The sending-off early in the second half of Danny Rose, the Tottenham left-back, made him lean towards the latter. Villa, a goal ahead, if a little luckily, should have been good enough to win against 10 men. Instead, they conceded a penalty from which Tottenham equalised and spent the remainder of the match defending their goal, as they had for much of the time previously. Having clawed back a point in those circumstances, Tottenham could feel happier. Yet perhaps they ought to have done better still, Redknapp felt.

"When you've gone down to 10 men you'd say it was a point gained, but on the balance of play maybe it was two lost," he said. "But I thought Arsenal would beat Norwich on Saturday, so I would have taken where we are now. There is all to play for on the last day of the season. Us beating Fulham is not a given, by any means. It is going to be exciting."

Villa, technically, are not safe yet. But West Bromwich's late equaliser at Bolton means their superior goal difference can be interpreted as being effectively worth a point.

Villa had gone into the match against the backdrop of a dreadful week, one which had begun with an incident in a nightclub involving three of their players and had ended with the substantial anti-McLeish faction among their supporters taking out a back-page advertisement in the local evening paper, calling for his dismissal. Yet the team on the field looked united enough, defending with resolution, limiting Tottenham initially to long-range shots. Chris Herd, one of the players fined for the nightclub incident, kept his place in the side with another, James Collins, on the bench.

They did not threaten Brad Friedel much. Emile Heskey, slipped through by Stephen Ireland, wanted a penalty when William Gallas deprived him with a sliding challenge but the referee made the right call in dismissing his claim.

Then came the opening goal, something of a lucky break in reality, as Ciaran Clark's shot looped off the head of Gallas and over Friedel. The home crowd roared its relief. But the Tottenham response was strong. Shay Given pulled off a fine save, at his near post, as Gareth Bale struck the ball with venom, then Rafael van der Vaart, in a position to have stretched Given at the opposite post, fired wide.

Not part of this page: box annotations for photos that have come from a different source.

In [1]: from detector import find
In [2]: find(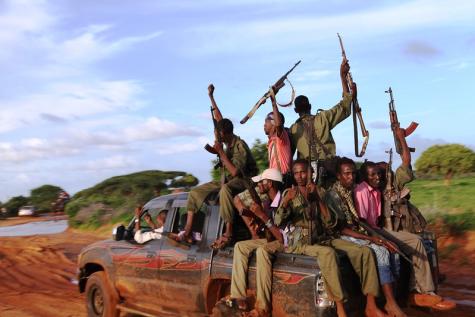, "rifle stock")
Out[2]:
[385,87,419,154]
[337,33,369,157]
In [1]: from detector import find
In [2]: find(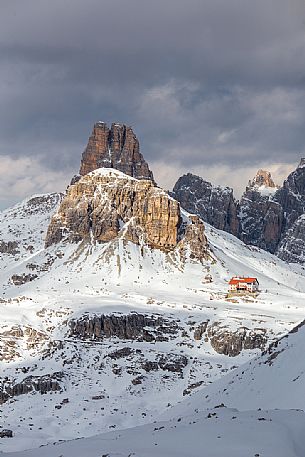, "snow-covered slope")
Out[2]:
[0,193,63,270]
[4,408,305,457]
[0,175,305,455]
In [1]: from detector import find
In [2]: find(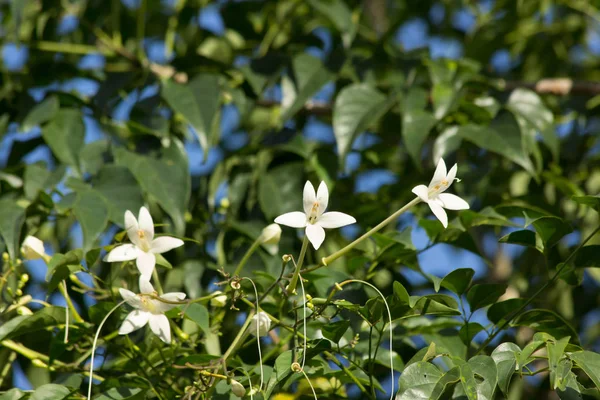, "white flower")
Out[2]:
[210,290,227,307]
[21,236,46,260]
[258,224,281,254]
[119,278,185,344]
[231,379,246,397]
[275,181,356,250]
[249,311,271,336]
[104,207,183,280]
[412,158,469,228]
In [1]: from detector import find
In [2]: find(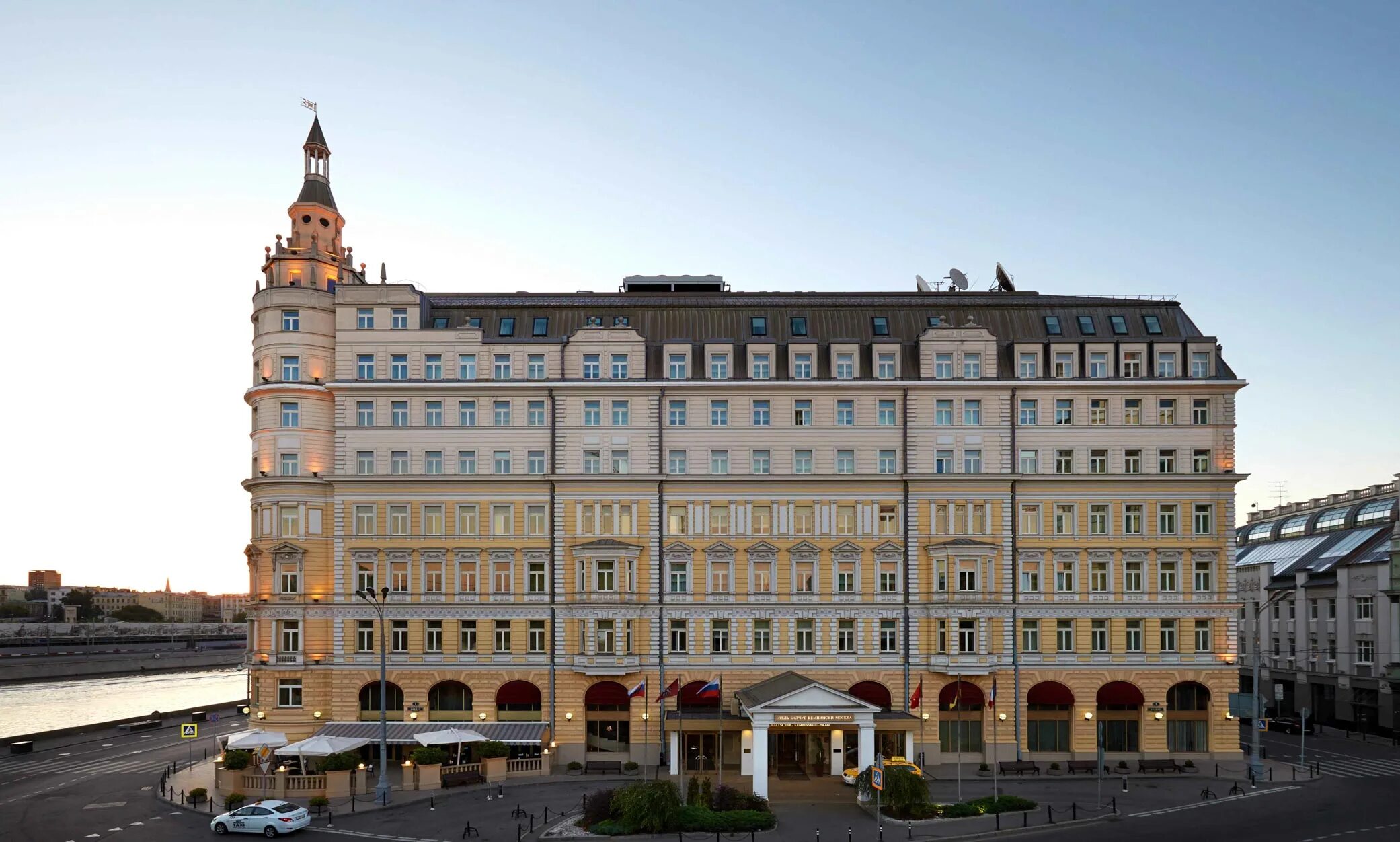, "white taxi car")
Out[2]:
[208,800,311,838]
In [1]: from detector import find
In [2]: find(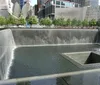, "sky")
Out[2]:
[30,0,37,6]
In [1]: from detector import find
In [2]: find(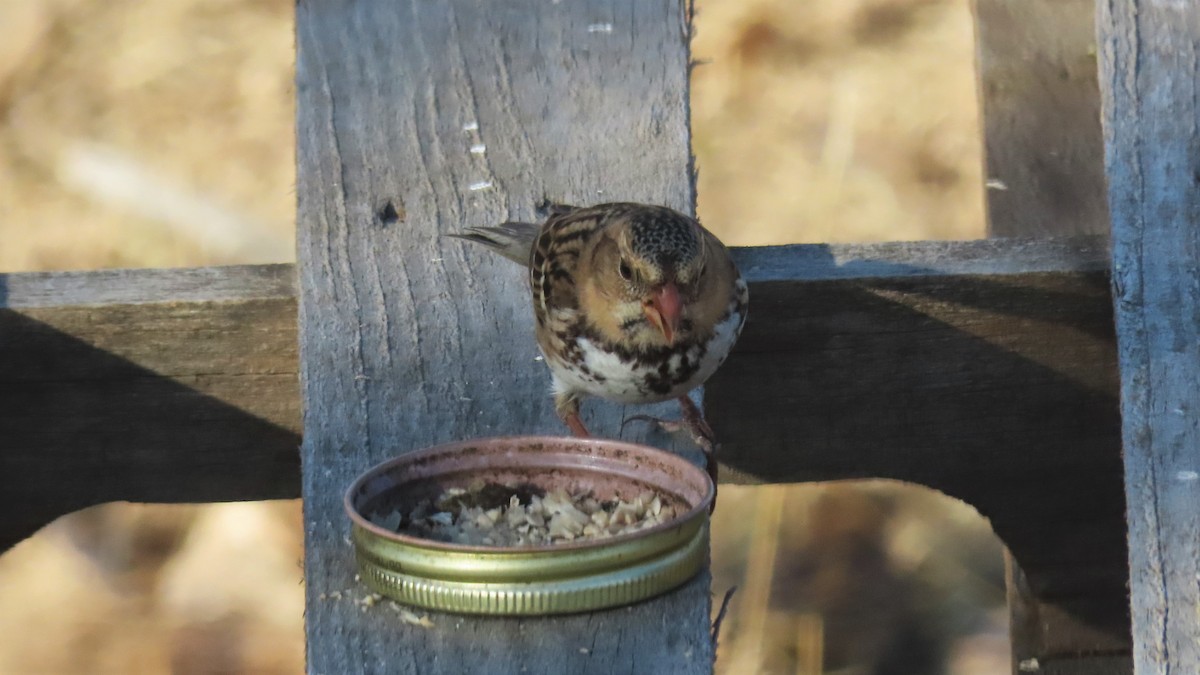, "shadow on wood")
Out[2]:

The second half continued as the first had ended. But the red card for Rose, whose studs landed on the shin of Alan Hutton after a challenge on him by Charles N'Zogbia put him off balance, ought to have tipped the scaled in Villa's favour. The defender might have been unlucky, in one respect, but the outcome left the referee with little option.

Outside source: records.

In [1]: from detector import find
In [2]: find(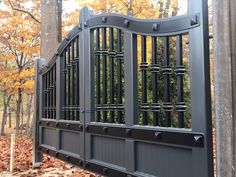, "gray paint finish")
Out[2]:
[60,130,83,155]
[91,136,125,167]
[42,128,58,147]
[135,142,192,177]
[36,0,213,177]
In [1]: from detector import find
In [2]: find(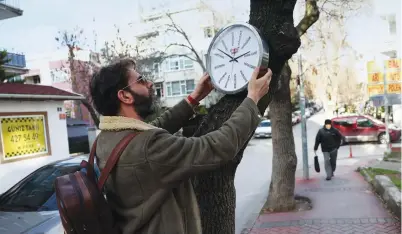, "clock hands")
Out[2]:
[229,51,250,62]
[218,49,239,63]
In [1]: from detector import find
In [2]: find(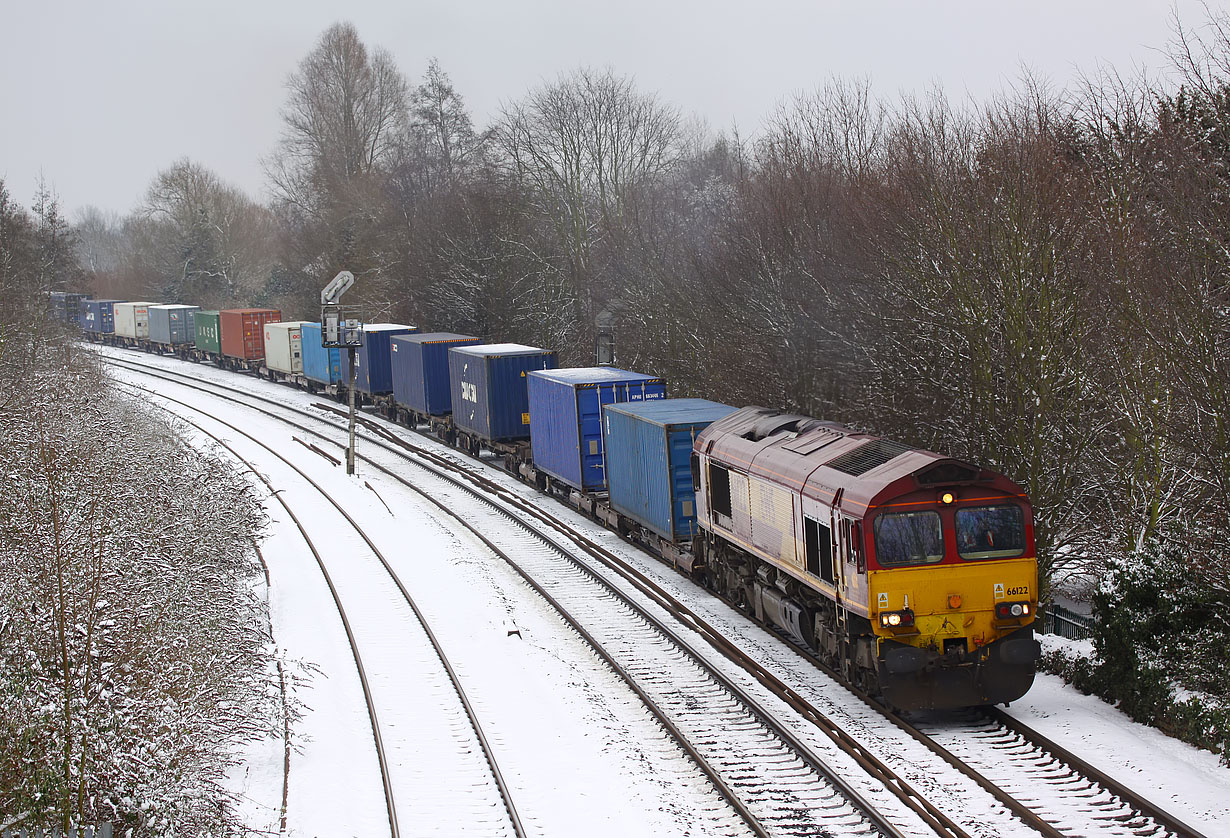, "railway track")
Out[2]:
[105,351,924,838]
[95,347,1200,838]
[117,388,529,838]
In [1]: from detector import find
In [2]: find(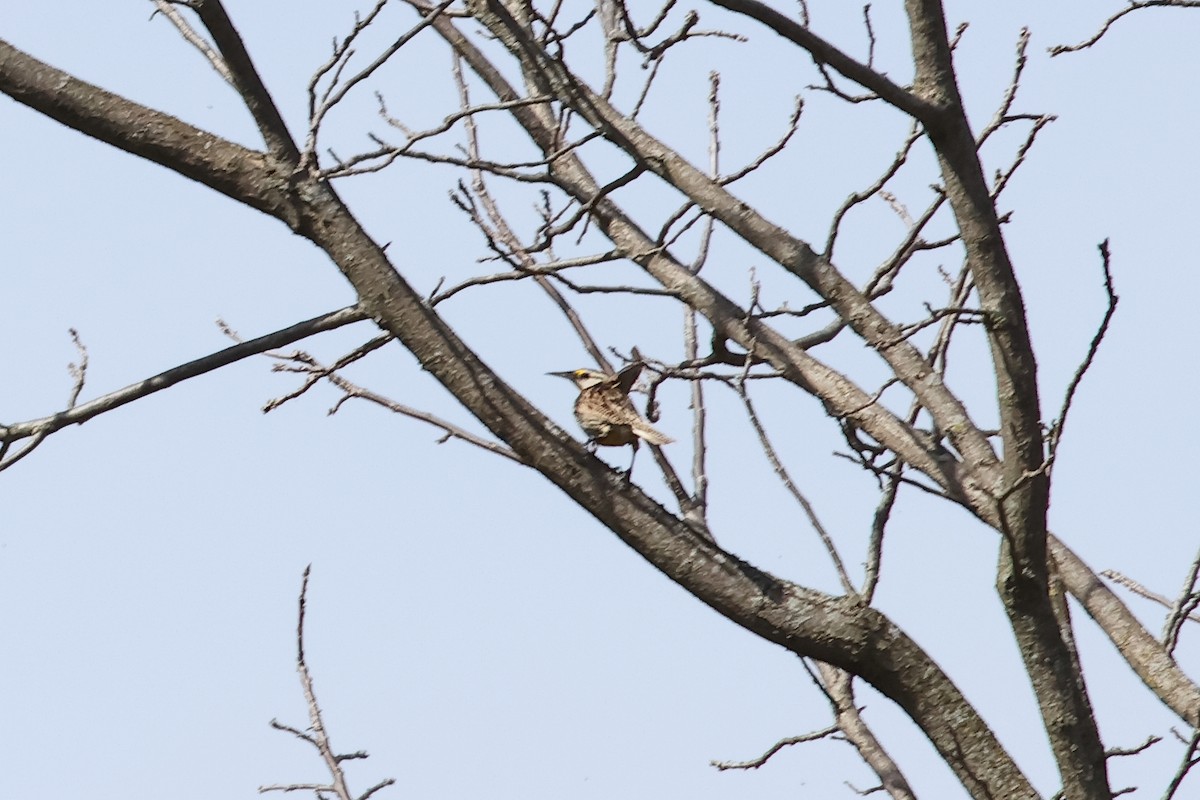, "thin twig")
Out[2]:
[0,306,367,470]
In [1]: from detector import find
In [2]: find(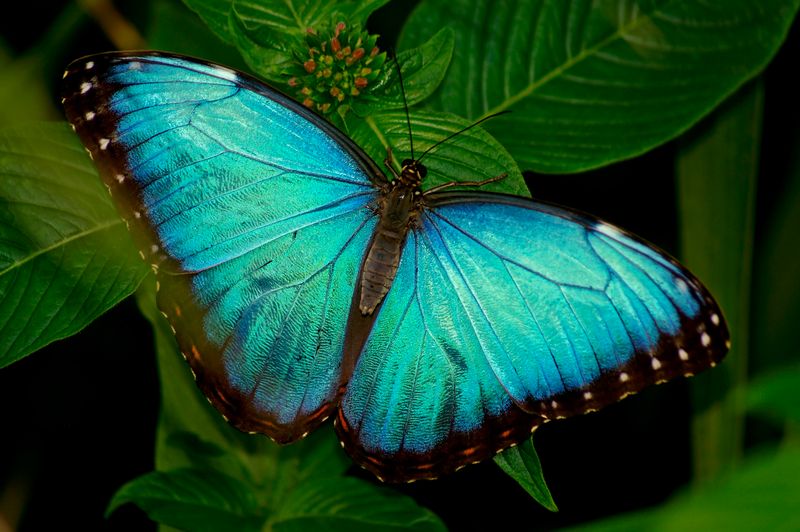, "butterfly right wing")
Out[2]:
[64,53,381,442]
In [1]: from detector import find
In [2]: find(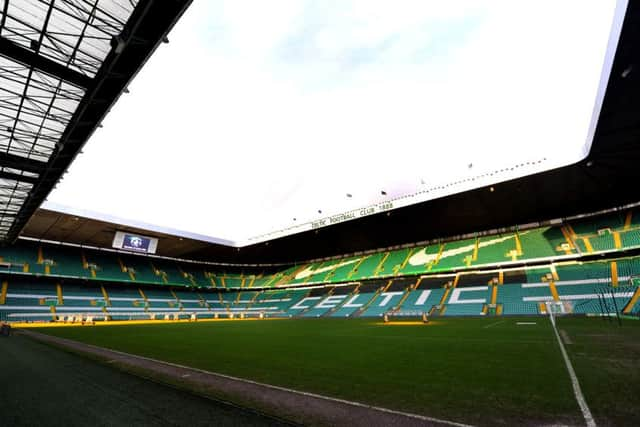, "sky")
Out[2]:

Yet Villa, who end the season with the smallest number of home wins in their history, could not made the advantage count. After Richard Dunne's foul on Sandro gave Tottenham a penalty, converted by Emmanuel Adebayor, the visitors looked the side likelier to win.

Safe or otherwise, the home fans voiced their disapproval with McLeish again at the final whistle, although the news from Bolton tempered its voracity.

The manager himself, having seemingly avoided the unwanted distinction of taking both Birmingham clubs down in successive seasons, was humbly defiant. "It has been a tough season, as tough as I have had, although I knew what I was taking on," he said. "I think I have stood up in the face of adversity and I'm proud to have done that."

* Exeter yesterday said that Steve Perryman, their football director and Tottenham's leading appearance-maker, was recovering in hospital in Plymouth after undergoing heart surgery.

Match facts

Villa: GIVEN 7/10; HUTTON 7; DUNNE 6; CUELLAR 7; LICHAJ 8; N'ZOGBIA 6; HERD 6; CLARK 7; WARNOCK 6; HESKEY 7l IRELAND 7

Spurs: FRIEDEL 7; ROSE 6; KABOUL 7; GALLAS 6; WALKER 7; BALE 6; MODRIC 7; SANDRO 8; LENNON 6; VAN DER VAART 7; ADEBAYOR 7

Scorers: Villa: Clarke 35. Spurs: Adebayor pen 62

Substitutes: Aston Villa Weimann 6 (Heskey, 51), Collins 6 (Warnock, 53), Delfouneso 6 (Weimann, 70). Tottenham Hotspur Parker (Van der Vaart, 89).

Booked: Aston Villa Dunne. Tottenham Kaboul, Sandro.

Sent off: Tottenham Rose (49).

Man of the match Sandro. Match rating 6/10.

Possession: Aston Villa 47% Tottenham 53%.

Attempts on target: Aston Villa 2 Tottenham 10.

Referee L Probert (Wiltshire). Attendance 36,008.